Il sito archeologico è però da mesi sotto attacco dell’Isis e la barbara uccisione del suo ‘guardiano’, lo studioso di antichità Khaled Asaad, è l’ennesimo duro colpo per l’antica città semita situata nel centro della Siria. Il sito è caduto nelle mani dello stato islamico lo scorso 20 maggio e da allora è stato usato come palcoscenico per efferatezze e violenze. Un video diffuso all’inizio di luglio dall’ong Osservatorio nazionale per i diritti umani in Siria (Ondus), vengono mostrate immagini scioccanti: venticinque soldati siriani inginocchiati, alle loro spalle altrettanti giovani, alcuni ragazzini di forse 13 o 14 anni, che li uccidono con un colpo alla nuca mentre sulle gradinate dell’anfiteatro si vedono centinaia di uomini in abiti civili che assistono.
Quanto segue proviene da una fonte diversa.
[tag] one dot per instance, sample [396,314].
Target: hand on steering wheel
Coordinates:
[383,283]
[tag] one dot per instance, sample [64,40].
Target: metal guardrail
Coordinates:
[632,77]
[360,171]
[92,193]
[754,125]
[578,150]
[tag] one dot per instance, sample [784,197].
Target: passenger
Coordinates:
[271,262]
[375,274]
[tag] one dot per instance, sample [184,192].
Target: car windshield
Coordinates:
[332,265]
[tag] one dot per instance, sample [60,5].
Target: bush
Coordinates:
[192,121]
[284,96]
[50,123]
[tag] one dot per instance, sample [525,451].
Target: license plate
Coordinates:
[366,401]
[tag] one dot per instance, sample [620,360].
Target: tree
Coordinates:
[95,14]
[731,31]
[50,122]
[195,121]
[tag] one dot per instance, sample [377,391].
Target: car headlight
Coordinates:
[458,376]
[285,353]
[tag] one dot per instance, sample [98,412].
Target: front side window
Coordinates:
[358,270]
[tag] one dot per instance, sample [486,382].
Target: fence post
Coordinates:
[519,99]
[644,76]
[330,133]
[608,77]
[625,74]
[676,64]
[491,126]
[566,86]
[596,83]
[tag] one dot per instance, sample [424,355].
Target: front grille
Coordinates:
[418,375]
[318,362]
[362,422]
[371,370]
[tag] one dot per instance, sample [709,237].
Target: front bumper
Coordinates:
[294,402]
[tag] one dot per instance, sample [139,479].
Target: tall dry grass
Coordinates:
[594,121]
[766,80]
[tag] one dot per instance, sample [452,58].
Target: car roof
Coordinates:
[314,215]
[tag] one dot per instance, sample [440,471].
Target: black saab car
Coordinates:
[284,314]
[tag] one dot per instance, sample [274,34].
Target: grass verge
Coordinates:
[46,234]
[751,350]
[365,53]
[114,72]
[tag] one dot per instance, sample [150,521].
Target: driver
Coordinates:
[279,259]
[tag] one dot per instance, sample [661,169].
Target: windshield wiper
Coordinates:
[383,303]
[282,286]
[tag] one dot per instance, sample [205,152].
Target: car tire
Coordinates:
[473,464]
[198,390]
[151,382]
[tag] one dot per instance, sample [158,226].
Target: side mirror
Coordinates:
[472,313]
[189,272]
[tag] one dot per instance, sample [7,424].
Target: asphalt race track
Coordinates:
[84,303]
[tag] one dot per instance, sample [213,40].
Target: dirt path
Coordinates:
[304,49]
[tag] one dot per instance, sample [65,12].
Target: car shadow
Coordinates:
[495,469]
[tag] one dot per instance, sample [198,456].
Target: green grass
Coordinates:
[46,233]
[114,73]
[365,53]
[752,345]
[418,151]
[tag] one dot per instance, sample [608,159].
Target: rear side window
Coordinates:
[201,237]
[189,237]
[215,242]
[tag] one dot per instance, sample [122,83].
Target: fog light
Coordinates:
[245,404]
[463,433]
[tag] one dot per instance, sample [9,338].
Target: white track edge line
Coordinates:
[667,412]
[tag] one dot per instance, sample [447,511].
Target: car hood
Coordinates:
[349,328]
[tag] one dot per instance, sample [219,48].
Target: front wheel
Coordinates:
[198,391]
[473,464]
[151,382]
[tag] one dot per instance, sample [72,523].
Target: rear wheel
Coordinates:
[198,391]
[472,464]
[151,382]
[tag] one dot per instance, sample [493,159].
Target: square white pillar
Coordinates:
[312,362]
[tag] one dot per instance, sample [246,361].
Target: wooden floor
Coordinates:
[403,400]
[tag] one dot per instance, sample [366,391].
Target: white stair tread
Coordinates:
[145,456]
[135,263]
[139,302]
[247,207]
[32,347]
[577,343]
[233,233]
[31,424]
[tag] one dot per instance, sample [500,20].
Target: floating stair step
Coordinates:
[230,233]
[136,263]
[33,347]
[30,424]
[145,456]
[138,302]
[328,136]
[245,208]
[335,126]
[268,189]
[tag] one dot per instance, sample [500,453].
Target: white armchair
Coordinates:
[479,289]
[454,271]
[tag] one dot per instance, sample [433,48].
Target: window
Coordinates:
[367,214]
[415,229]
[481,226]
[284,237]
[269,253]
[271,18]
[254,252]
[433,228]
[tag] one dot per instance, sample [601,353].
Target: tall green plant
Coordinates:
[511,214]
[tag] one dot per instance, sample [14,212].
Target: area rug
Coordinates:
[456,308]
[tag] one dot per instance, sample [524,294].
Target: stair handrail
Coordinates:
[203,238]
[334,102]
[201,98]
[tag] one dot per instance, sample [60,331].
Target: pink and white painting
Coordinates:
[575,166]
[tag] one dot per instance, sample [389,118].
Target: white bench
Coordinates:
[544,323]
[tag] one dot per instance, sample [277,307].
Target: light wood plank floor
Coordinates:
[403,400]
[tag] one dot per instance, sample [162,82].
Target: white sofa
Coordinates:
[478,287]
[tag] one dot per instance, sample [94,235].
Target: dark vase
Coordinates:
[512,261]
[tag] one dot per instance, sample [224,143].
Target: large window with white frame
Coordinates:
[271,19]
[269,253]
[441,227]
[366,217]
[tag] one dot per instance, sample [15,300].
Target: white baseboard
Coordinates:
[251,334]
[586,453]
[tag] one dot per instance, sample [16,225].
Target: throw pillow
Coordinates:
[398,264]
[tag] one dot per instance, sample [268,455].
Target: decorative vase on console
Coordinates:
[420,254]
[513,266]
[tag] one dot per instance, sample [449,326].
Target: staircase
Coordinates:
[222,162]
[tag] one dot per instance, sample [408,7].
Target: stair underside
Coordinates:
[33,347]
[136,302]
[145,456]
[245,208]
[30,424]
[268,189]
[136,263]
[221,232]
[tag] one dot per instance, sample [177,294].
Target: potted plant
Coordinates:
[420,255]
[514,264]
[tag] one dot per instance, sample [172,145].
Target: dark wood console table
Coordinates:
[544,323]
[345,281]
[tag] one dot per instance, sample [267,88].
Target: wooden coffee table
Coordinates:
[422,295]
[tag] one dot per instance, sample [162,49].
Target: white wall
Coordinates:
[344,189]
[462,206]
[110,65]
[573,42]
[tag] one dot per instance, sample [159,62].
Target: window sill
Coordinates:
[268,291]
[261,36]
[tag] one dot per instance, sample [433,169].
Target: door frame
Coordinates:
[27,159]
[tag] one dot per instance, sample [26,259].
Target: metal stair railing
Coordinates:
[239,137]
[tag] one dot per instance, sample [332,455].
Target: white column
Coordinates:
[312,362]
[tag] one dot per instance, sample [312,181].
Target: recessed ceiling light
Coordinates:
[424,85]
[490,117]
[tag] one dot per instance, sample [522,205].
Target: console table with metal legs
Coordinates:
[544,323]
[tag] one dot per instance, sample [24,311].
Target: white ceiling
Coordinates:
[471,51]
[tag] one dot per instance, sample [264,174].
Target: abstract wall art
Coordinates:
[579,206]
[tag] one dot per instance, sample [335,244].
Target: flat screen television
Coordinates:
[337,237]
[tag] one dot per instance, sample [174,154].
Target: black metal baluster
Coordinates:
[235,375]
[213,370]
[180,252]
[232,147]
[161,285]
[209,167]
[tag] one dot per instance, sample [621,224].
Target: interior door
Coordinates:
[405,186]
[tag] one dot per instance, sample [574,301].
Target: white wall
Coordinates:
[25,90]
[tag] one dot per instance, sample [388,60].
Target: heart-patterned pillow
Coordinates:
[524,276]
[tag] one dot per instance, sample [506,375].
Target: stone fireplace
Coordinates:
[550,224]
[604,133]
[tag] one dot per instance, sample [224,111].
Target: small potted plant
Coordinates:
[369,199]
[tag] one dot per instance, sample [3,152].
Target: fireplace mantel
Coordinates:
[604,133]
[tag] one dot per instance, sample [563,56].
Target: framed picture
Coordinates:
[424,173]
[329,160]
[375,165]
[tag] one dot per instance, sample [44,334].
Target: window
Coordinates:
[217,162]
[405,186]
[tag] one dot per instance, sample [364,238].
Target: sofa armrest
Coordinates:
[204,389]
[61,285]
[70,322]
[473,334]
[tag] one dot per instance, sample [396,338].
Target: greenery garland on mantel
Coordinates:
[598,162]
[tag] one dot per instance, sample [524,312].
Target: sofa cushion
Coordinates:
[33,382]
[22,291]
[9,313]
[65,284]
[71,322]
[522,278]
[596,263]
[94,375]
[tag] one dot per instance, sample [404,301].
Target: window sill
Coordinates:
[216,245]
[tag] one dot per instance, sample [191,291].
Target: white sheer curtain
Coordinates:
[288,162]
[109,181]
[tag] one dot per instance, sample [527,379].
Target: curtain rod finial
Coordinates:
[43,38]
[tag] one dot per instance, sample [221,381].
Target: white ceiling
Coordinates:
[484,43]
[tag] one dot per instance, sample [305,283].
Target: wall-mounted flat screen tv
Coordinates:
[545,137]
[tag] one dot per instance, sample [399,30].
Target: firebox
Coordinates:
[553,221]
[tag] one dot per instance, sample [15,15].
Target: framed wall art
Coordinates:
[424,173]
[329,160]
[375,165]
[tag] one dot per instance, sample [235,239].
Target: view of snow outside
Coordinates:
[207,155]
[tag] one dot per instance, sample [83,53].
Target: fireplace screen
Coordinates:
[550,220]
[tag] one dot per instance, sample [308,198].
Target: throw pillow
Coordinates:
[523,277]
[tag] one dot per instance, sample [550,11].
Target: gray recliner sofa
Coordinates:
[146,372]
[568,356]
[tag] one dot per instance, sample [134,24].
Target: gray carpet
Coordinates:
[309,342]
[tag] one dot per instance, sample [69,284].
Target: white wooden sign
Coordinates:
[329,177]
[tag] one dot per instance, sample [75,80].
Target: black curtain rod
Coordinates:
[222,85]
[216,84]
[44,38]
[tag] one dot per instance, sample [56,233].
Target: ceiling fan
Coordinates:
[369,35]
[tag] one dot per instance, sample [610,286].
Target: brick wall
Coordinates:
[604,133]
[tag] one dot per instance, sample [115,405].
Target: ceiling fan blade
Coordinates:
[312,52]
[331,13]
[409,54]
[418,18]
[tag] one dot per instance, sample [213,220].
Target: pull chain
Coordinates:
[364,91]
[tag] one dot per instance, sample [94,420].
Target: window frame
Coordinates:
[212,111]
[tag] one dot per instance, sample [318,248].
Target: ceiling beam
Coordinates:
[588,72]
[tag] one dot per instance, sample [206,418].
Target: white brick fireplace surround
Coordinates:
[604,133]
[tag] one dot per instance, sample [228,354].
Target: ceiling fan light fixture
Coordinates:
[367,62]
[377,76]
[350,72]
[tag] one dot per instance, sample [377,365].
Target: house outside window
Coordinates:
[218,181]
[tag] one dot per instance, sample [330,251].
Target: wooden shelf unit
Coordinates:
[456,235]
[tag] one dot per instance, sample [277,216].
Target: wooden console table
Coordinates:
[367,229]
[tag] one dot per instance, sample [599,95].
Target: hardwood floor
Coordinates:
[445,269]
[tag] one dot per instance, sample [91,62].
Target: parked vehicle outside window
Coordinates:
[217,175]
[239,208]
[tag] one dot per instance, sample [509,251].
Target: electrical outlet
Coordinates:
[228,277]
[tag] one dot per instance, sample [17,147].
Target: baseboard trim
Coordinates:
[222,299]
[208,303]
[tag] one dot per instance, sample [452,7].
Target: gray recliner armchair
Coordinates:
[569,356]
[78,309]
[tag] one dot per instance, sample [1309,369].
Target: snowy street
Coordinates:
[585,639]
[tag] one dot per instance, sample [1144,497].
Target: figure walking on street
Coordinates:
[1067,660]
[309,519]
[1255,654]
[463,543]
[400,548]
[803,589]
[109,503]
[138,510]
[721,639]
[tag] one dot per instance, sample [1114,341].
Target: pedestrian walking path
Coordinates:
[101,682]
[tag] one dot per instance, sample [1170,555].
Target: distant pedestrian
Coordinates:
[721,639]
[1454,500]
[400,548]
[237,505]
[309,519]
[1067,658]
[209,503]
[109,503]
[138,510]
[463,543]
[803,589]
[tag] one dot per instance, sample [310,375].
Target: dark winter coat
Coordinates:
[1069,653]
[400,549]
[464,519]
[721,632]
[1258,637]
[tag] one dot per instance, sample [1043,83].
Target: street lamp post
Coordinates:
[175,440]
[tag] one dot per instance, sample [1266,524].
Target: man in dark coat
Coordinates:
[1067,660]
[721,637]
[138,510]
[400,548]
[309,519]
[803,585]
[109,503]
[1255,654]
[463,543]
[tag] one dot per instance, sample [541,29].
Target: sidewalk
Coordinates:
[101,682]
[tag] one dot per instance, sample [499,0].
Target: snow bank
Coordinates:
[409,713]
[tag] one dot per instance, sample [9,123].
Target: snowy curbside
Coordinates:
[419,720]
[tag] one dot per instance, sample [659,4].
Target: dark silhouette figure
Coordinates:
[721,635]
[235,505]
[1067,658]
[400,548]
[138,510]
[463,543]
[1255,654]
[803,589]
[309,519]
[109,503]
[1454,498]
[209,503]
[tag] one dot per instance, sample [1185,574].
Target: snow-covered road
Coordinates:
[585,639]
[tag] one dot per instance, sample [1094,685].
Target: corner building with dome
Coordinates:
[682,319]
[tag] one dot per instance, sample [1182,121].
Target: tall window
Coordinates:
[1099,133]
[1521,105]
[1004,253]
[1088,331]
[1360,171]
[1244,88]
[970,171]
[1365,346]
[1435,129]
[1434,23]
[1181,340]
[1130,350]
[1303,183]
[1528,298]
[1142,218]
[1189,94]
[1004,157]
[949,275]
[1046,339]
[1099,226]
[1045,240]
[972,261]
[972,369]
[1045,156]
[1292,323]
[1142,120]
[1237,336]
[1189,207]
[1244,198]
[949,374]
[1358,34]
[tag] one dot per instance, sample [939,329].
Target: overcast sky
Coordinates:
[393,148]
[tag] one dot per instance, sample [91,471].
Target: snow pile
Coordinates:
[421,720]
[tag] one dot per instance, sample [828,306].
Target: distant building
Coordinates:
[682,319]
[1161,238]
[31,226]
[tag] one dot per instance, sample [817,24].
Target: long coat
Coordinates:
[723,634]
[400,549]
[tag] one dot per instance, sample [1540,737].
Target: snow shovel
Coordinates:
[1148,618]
Anche quella di Khaled al Asaad, 82 anni, uno dei massimi esperti siriani di antichità ed ex direttore del sito archeologico locale è stata un’esecuzione pubblica in una piazza di Palmira, alla quale hanno assistito decine di persone.

La città è citata nella Bibbia e negli annali dei re assiri, ma in particolare la sua storia è legata alla regina Zenobia che si oppose, secondo la tradizione, ai romani e ai persiani. Poi venne incorporata nell’impero romano e Diocleziano, tra il 293 e 303, la fortificò, per cercare di difenderla dalle mire dei Sasanidi facendo costruire, entro le mura difensive, ad occidente della città, un grande accampamento con un pretorio ed un santuario per le insegne per la Legio I Illirica.

A partire dal IV secolo le notizie su Palmira si diradano. Durante la dominazione bizantina furono costruite alcune chiese, anche se la città aveva perso importanza. L’imperatore Giustiniano, nel VI secolo, per l’importanza strategica della zona, fece rinforzare le mura e vi installò una guarnigione. Poi sotto il dominio degli arabi la città andò in rovina.

Il sito archeologico comprende la via colonnata, il santuario di Bel, quello di Nabu, le Terme di Diocleziano, il teatro e l’Agora. Vere e proprie perle architettoniche. Fondato nel 1961 all’entrata della città moderna, il museo di Palmira raccoglie numerosi reperti ritrovati nel sito archeologico che testimoniano l’alto livello di raffinatezza raggiunto dall’arte palmirea.

Per timore di distruzioni, centinaia di statue e reperti del sito siriano 240 km a nord-est di Damasco sono stati trasferiti in altre località già prima dell’assalto finale dell’Isis. Lo Stato Islamico ha comunque raso al suolo due antichi mausolei vicino al sito archeologico romano, perché si trattava di un “simbolo di politeismo. Uno è quello dello sheikh Mohammad Ben Ali. L’altro sacrario islamico antico distrutto è quello di Abu Behaeddin, una figura storica di Palmira. I jihadisti dell’Isis “considerano questi mausolei islamici contrari alla fede”, cioè una forma di idolatria, e perciò “hanno proibito qualsiasi visita ad essi”, ha spiegato Maamoun Abulkarim, direttore delle antichità del governo siriano.